We should be looking at restricting what users can do, for example requiring people to search on a more focussed timeframe.
The way I would approach this issue would be to look at trace data and look for two main things:
-The styles of queries that are run most often
-The styles of queries that run the worst
Both need focus. The ones that run most often, even if they are relatively quick, can yield a big improvement simply from scale alone. The ones that run the worst improve the overall user experience as well as the impact on the system.

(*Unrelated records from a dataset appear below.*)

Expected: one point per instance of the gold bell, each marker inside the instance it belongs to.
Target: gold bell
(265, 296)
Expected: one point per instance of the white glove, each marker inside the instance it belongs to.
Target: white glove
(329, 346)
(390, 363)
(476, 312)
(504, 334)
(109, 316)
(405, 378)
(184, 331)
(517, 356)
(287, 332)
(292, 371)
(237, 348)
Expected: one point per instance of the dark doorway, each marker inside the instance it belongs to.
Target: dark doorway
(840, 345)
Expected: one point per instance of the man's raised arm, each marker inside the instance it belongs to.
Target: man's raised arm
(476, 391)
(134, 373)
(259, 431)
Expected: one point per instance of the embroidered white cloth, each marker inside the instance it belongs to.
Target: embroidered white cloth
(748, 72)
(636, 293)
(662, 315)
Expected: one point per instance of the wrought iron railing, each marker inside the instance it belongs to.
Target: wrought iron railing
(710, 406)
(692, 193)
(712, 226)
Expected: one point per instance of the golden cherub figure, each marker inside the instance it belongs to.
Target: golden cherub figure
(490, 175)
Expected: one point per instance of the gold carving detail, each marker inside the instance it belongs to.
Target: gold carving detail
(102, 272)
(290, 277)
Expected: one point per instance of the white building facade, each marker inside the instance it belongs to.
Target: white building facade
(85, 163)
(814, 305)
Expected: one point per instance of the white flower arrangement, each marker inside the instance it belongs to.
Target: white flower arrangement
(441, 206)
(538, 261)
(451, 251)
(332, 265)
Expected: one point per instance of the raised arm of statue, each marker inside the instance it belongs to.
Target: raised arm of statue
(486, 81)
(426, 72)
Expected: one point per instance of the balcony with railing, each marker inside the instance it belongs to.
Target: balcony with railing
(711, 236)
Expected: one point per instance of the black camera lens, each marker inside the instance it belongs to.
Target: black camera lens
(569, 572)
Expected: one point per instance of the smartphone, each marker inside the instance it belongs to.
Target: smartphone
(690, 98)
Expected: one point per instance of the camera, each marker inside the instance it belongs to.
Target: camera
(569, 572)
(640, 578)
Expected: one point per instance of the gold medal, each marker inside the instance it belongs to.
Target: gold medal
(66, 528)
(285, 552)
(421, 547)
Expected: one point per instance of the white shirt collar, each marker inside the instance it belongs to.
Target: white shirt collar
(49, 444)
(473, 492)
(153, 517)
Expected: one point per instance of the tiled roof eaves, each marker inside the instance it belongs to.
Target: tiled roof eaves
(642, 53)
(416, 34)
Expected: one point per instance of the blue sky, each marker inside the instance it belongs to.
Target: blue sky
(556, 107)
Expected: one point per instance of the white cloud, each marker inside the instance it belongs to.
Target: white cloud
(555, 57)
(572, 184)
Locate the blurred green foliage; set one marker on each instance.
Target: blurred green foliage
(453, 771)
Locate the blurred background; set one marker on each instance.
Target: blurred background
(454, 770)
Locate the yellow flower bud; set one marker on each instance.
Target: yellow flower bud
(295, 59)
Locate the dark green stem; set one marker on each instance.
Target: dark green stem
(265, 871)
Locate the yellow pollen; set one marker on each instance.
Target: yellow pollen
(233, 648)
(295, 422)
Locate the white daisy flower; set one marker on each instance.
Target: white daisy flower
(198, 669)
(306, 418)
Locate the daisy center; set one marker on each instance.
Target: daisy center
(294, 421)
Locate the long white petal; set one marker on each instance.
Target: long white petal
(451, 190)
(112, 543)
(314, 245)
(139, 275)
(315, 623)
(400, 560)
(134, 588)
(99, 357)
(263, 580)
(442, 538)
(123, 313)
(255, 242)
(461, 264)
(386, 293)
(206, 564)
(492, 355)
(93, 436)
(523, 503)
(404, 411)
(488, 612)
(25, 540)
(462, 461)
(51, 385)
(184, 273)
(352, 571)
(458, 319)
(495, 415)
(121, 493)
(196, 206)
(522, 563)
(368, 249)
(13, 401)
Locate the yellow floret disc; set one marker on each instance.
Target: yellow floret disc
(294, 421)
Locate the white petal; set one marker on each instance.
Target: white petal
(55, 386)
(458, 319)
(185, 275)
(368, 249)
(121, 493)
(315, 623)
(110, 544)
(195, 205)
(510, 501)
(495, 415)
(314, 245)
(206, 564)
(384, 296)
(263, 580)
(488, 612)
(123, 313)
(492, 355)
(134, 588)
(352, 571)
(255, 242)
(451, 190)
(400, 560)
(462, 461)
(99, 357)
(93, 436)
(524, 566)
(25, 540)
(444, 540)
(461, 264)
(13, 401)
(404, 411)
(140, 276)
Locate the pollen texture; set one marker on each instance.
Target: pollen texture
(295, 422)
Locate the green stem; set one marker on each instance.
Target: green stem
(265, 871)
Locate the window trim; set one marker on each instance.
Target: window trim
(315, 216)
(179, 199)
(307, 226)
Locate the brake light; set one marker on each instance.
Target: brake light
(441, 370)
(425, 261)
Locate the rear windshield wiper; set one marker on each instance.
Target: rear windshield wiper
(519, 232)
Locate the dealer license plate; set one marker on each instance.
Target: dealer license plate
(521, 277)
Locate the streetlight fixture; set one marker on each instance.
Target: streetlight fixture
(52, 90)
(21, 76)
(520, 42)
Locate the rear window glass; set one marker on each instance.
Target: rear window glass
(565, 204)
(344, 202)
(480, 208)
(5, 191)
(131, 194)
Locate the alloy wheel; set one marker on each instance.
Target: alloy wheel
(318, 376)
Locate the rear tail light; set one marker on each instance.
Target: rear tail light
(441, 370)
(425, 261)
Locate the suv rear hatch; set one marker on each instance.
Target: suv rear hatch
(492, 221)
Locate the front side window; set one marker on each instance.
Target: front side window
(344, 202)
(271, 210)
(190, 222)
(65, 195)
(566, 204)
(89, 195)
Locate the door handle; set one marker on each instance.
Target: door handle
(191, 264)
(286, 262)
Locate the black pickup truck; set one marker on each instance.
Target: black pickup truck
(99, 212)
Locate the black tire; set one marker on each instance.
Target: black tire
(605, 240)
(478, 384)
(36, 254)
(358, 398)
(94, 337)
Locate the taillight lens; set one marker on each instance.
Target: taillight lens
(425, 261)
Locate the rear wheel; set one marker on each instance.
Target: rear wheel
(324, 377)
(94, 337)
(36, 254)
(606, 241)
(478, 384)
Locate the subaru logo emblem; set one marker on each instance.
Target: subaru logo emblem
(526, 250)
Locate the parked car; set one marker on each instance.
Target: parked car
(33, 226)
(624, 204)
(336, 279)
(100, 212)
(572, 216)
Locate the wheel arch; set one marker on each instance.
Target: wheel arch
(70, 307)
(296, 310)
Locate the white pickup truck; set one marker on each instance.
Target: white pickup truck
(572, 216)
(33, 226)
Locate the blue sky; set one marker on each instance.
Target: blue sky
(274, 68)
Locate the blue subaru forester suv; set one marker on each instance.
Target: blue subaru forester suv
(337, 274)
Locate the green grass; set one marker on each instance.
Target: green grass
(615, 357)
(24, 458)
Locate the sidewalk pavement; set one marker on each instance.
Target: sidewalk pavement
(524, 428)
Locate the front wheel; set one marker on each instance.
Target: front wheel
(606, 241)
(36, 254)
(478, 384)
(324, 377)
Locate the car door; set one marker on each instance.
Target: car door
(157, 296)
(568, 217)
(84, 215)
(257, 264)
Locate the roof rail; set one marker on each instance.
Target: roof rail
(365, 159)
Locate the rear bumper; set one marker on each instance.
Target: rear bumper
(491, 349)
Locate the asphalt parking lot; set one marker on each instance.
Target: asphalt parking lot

Of course improving a query might not involve any SQL changes at all, instead they might involve app changes to prevent silly queries from being run.”
Database Expert
Keep lowering the number with each MI
There was a Major Incident regarding a feature. The stored procedure used already had a limit on the amount of data selected in one go. A developer changed the number from 50 to 10. Since it is a very small number, I couldn’t understand why such small numbers made a difference. There was a code comment next to this limit to say it was there to “improve performance”. I looked at the file history to see if I could find any more information about why this line was added in the first place. I saw a very interesting trend, where that line was the only line to be changed in the previous 2 revisions:
original: select top 250
24 Sept 2015: select top 100
2 Oct 2015: select top 50
25 May 2022: select top 10
The developer did explain that the data is passed to another process that takes 90 seconds to process 10 instances. It’s essentially a queue that is polled every 10 minutes and would only have a small number of tasks each time.
The concerning thing is that the number keeps being lowered and the performance is not deemed good enough. Maybe the overall implementation needs revising.